Rich Young Ruler Misses the Point

Today, in Christian circles, there seems to be a lot of confusion about the purpose of the Old Testament Law. Many believers even say the Old Testament is not relevant anymore. Some believe we only need to read and consider the New Testament of grace. I believe with all my heart in the message of grace, but if we are not familiar with the Old Testament and the purpose of the law, we will miss out on the richness of God’s grace. In this brief article, I want to look at a few New Testament passages for a short survey of the purpose of the “law of God”.

Before we begin, consider these passages from Paul’s writings:

Well then, am I suggesting that the law of God is sinful? Of course not! In fact, it was the law that showed me my sin. I would never have known that coveting is wrong if the law had not said, “You must not covet.”
Romans 7:7 NLT

Wherefore the law was our schoolmaster to bring us unto Christ, that we might be justified by faith. But after that faith is come, we are no longer under a schoolmaster.
Galatians 3:24 KJV

But still, the law itself is holy, and its commands are holy and right and good.
Romans 7:12 NLT

How can the law of God be holy, righteous, and good if it condemns and judges me?  Maybe we have not understood the law’s purpose correctly? Let’s consider the account of the rich young man, in the gospel of Mark.

You can find this story beginning in Mark 10:17.

As Jesus was starting out on his way to Jerusalem, a man came running up to him, knelt down, and asked, “Good Teacher, what must I do to inherit eternal life?” 

“Why do you call me good?” Jesus asked. “Only God is truly good. But to answer your question, you know the commandments: You must not murder. You must not commit adultery. You must not steal. You must not testify falsely. You must not cheat anyone. Honor your father and mother.”

“Teacher,” the man replied, “I’ve obeyed all these commandments since I was young.”

Looking at the man, Jesus felt genuine love for him. “There is still one thing you haven’t done,” he told him. “Go and sell all your possessions and give the money to the poor, and you will have treasure in heaven. Then come, follow me.”

At this the man’s face fell, and he went away sad, for he had many possessions.

In this short interaction we find a man who had kept the law his entire life, but something was still missing.  Maybe this itinerant preacher he’d heard about could provide the missing link? What did Jesus do? Did he explain to him the message of grace? No, quite the contrary he pointed him back to the law, the same laws he’d been keeping his entire life.

Is it possible Jesus was after something deeper? The man had been keeping the last six of the commandments, the ones which relate to his fellow man, but it seems as though he’d neglected those dealing with his relationship with Yahweh (the first four of the 10) such as:

“You must not have any other god before me.
Exodus 20:3

In other words, he had been dealing with others righteously (in fact he was a model citizen), but he had neglected the most important thing in life, a heart given fully to God. The Lord then extended the same invitation to him that he had to the rest of the disciples, “Come and follow me.’’ In other words, I am the one that the first four Commandments in Exodus 20 refers to.

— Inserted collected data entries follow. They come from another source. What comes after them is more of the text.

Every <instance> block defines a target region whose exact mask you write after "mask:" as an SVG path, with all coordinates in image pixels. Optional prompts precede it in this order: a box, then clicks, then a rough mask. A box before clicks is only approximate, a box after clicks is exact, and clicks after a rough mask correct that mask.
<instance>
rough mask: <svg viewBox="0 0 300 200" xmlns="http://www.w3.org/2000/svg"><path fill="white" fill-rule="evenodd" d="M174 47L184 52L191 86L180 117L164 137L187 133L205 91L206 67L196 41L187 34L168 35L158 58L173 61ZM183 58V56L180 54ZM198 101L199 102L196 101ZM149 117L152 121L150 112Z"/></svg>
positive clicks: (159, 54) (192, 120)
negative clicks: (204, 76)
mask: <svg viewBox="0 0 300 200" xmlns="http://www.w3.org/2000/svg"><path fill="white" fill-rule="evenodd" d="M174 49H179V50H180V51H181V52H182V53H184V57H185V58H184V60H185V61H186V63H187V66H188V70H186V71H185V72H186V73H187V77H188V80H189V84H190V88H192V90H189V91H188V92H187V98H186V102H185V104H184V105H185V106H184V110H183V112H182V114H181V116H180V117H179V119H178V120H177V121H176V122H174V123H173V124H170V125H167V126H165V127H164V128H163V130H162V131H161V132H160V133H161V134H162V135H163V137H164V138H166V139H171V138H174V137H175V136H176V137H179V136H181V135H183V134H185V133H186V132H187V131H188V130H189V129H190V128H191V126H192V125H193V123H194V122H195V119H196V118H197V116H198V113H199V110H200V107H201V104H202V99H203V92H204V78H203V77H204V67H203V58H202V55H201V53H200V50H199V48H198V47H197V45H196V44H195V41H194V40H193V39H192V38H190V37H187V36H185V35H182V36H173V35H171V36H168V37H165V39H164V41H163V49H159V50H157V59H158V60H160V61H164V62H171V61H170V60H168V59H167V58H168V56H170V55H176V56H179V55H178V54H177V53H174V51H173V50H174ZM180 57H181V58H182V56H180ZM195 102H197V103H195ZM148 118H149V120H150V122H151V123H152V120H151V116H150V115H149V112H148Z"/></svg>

Let’s go back to Galatians 3:24 which states that the law is the schoolmaster that points us to Christ. What did Paul mean when he called the law a schoolmaster? For the rich young ruler, it was an invitation to discover the Lord of grace by forsaking everything and following Christ. The law showed him his true condition, that he hadn’t fully surrendered to God and pointed him to the solution.

This is one of the ways the law of God is holy, righteous and good, it highlights the true condition of our heart and points us to the only means of grace.  Unfortunately, for the rich young ruler he missed the opportunity. May we respond in an opposite spirit – allowing the law to point out our failures so we turn to Christ who bridges the gap between our lawlessness and his grace.